1月16日のブログで、プラスチック製のマイクロカプセルの有害性、
特に柔軟剤について書きました。
香害をもたらしマイクロプラスチックをまき散らす柔軟剤の問題は、
今深刻になっていますが、実はもっと前1970年代からマイクロ
プラスチックであるマイクロカプセルが身近に使われてきたことを
知りました。
それは肥料です。
稲作では稲の成長を促すため何回も肥料をまく必要があり、高齢
化が進む農家にとって重労働になっていました。

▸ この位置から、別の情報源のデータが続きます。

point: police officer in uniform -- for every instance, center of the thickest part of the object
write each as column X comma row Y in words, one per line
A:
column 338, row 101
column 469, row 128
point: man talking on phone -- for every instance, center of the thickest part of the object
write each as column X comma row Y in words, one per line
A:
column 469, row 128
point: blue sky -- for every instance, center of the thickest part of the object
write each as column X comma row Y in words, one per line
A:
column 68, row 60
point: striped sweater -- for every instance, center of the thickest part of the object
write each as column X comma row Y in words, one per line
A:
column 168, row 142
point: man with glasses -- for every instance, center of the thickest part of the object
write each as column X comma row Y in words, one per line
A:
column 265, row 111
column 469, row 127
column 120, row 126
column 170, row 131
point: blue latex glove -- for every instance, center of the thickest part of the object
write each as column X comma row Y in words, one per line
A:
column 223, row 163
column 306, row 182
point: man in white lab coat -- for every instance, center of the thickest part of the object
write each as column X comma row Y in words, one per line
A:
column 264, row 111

また水環境の
汚染も問題視されていました。
そんな中、一度の使用で効果が長期間持続する被覆肥料なるもの
が開発され一気に普及したのです。
それはプラスチックのマイクロカプセルに肥料を封じ込め、小さな
隙間から肥料がじわじわと染み出ることで、長期間効果が続くと
いうものです。
今では日本の水田のおよそ6割で、この被覆肥料(別名一発肥料)
が使用されているそうです。
ただその素材にプラスチックが使用されていることを知らなかった
農家さんも多く、知らず知らずのうちに自らの田んぼが汚染され、
水路に流れ出たマイクロカプセルが、長年にわたって海を汚染して
きたことに衝撃を受けている農家さんも多いと言われます。

この写真は海岸で見つかったマイクロカプセルの抜け殻だそうで
大きさは2~4㎜くらいです。(NHKビジネス特集より)
柔軟剤の場合もそうですが、スクラブ剤の時もそしてこの肥料に
しても、国の規制があまりにも遅く、マイクロプラスチックを垂れ
流す結果になっています。
もっと迅速に手を打つべきではないでしょうか。
そんな中、高校生が起ちあがっています。
宮城県農業高校の生徒たちは、この問題の解決策としてプラ
スチックを使わない肥料を、メーカーと協力して研究実験して
いるとのこと。ぜひ実用化に成功してほしいものと思いますが、
本当は国の研究機関がもっと早くに取り組むべきことでしょう。
このニュースについては、NHKビジネス特集「流失するマイクロ
プラスチック 稲作で使う○○が海や川に」2021.5.18 で分かり
やすく紹介されています。ぜひ検索してみてください。